No, I don’t believe King’s almost done. In fact, I believe, like the great Elmore Leonard, Stephen King is going to be producing amazing books for at least a couple more decades. I base this on the fact that he’s a relentless self-improver, and if you don’t believe that, compare his early stuff to Under the Dome. Sure, I love his early stuff. ‘Salem’s Lot, The Shining, The Dead Zone, and of course, The Stand are all among my favorite books by any writer. Putting Under the Dome next to the aforementioned titles shows that King has retained the pure storytelling magic that enthralled audiences back in the seventies, yet he hasn’t ceased to grow. Looking at his recent writing, it’s clear that his mastery of point-of-view, his eye for detail, his ability to orchestrate such a mindblowingly complex plot are even more impressive than they’ve ever been. These traits are the hallmarks of an individual who has never stopped learning, who has never gotten lazy.
So yes, I loved Under the Dome. And I love Stephen King’s work. I wrote a letter to him a few weeks ago, a letter I’ll probably never send because I’m afraid he won’t get it, and if he does, I’m afraid he’ll think I’m either trying to ingratiate myself with him or worse, that I’m an obsessed fan.
But friends, let me just say this. From the moment the dome came down until the very last word of that book….I was under that dread barrier too. I shuddered at the atrocities some of the characters committed. I fretted for the safety of my fellow townspeople. I came to fear Halloween and whatever else the premonitions foretold. But most of all, I hoped there would be a few good-hearted souls who would stand up for what was right.
I stood with them under the dome.

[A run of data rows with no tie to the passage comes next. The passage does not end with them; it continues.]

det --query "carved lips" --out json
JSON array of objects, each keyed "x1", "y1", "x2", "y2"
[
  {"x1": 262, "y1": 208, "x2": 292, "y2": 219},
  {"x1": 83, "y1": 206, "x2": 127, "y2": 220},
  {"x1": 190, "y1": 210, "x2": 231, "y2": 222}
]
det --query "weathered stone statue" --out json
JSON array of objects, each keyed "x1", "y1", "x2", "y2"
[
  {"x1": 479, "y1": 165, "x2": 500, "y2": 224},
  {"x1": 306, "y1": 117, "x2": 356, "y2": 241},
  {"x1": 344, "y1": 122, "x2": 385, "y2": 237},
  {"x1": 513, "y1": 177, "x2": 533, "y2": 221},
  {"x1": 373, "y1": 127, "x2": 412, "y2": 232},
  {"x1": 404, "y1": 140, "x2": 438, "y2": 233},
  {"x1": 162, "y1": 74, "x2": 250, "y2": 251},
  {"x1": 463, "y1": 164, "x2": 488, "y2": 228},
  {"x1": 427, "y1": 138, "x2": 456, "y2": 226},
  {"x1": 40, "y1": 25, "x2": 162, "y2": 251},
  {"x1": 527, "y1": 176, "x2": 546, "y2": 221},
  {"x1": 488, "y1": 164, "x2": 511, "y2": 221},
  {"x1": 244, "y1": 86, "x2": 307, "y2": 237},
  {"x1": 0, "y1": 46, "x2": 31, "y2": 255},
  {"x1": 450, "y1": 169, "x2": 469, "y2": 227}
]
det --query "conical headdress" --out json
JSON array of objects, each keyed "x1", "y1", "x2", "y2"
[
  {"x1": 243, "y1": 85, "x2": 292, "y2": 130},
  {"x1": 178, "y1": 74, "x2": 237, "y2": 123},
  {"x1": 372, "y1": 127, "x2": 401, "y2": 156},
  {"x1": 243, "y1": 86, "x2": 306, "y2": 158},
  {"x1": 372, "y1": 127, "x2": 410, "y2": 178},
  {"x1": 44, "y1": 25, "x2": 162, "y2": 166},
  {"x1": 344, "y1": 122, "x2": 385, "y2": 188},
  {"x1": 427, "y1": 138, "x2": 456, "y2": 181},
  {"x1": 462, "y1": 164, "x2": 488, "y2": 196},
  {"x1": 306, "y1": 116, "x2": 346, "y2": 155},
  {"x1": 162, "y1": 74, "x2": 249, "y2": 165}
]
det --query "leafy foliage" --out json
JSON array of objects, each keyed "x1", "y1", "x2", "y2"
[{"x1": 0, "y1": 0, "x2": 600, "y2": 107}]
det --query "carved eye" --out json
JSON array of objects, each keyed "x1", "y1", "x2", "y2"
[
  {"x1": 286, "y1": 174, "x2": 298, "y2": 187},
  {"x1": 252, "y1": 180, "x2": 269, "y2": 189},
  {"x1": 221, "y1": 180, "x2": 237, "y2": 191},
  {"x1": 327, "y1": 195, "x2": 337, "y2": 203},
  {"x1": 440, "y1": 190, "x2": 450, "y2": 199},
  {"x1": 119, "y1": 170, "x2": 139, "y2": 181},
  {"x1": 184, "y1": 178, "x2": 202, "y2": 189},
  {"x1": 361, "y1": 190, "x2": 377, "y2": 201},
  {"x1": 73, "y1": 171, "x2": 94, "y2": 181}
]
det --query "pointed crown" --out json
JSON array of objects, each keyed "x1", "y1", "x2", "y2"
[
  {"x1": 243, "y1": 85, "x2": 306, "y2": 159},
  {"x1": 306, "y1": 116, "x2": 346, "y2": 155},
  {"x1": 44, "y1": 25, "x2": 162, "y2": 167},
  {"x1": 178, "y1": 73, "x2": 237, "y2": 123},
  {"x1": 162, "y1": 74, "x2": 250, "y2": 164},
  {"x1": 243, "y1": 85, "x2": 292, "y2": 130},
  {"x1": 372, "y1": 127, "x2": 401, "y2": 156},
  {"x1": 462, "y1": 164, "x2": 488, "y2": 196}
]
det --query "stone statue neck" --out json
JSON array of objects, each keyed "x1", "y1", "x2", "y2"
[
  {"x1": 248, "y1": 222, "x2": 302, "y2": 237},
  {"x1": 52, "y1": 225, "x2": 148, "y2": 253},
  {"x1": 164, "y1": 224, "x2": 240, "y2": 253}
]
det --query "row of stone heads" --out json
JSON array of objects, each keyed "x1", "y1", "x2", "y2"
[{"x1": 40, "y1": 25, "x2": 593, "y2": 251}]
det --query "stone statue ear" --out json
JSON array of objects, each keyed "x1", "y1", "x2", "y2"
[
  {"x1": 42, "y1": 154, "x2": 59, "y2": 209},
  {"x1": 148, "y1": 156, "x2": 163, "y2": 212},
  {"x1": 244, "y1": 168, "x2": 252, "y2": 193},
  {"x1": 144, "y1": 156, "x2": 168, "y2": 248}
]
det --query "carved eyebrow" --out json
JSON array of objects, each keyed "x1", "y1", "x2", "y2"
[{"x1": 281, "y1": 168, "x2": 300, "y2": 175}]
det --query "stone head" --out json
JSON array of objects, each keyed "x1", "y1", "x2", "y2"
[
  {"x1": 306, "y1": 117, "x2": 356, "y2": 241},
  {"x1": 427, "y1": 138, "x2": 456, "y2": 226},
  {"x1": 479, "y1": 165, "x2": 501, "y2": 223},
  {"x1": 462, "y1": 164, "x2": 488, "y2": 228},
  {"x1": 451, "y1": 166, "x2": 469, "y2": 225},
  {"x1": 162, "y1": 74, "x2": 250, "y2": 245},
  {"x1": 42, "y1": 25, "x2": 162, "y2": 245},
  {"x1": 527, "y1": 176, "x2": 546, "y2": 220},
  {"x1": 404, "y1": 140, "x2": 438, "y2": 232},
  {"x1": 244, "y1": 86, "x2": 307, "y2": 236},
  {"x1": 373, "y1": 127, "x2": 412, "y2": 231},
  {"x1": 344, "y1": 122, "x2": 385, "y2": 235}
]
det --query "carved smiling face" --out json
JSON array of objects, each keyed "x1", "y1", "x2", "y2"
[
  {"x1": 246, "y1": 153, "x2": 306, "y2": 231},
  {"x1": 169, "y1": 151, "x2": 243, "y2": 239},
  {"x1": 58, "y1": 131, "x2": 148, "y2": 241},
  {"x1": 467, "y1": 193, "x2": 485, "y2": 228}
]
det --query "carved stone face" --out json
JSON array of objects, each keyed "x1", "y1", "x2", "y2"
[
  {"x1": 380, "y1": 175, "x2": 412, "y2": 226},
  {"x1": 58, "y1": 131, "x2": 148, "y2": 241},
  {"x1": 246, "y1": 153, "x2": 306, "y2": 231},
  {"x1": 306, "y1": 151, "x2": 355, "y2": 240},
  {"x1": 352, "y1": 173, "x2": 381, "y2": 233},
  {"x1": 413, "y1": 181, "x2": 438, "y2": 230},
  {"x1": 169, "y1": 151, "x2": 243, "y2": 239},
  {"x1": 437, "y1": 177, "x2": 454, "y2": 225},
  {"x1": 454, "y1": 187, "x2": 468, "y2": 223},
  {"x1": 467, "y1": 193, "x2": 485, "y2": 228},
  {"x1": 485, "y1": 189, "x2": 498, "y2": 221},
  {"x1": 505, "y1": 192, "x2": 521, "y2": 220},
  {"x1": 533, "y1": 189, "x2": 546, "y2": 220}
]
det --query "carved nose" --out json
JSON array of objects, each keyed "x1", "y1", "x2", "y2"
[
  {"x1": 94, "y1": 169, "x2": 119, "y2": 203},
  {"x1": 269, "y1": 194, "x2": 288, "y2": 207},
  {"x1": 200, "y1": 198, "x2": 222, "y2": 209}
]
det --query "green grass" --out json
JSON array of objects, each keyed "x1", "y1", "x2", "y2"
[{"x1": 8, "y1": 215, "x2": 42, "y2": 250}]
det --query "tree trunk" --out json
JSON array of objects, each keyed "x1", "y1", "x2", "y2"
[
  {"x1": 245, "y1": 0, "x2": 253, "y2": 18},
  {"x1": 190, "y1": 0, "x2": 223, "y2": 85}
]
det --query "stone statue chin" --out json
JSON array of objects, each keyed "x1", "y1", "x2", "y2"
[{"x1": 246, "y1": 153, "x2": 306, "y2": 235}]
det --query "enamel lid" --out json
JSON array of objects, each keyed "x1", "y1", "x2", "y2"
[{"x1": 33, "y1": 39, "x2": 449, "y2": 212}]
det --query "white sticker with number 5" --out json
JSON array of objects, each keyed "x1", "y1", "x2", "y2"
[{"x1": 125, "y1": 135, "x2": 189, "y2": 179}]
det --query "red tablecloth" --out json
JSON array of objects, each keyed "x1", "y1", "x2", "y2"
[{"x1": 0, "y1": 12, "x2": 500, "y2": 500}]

And if you haven’t yet, I’d strongly encourage you to stand with them too.
Bravo, my man…and totally agree! Wait til you read Doctor Sleep…or Joyland. King’s 11/22/63 was amazing, as well. Long live the King!
LikeLike
Long live the King indeed! And I have Doctor Sleep and 11/22/63 queued up and ready to go. I’ll probably check one or the other out soon!
LikeLike
This is a great tribute – to the book and to Constant Writer. You make me want to read it all over again.
LikeLike
Thank you, Renae! I will definitely be revisiting it at some point.
LikeLike
Big Jim is named after the man who started a chain of stores in Maine (there’s one in the town where I’ve been going to all my life, the same town where King lived and visits all the time…it’s also where The Mist was set). Somehow, I read that book in 3, count ’em, 3 days. The world could have collapsed around me and I wouldn’t have noticed. I could care less about the critics. I know what’s good for me, and Under The Dome was all that and a bag of chips.
LikeLike
I didn’t know that about Big Jim’s origin. That’s so cool! And three days, man? That’s pretty daggone impressive. It took me the better part of three weeks. But I felt the same way about it you did. What a towering achievement.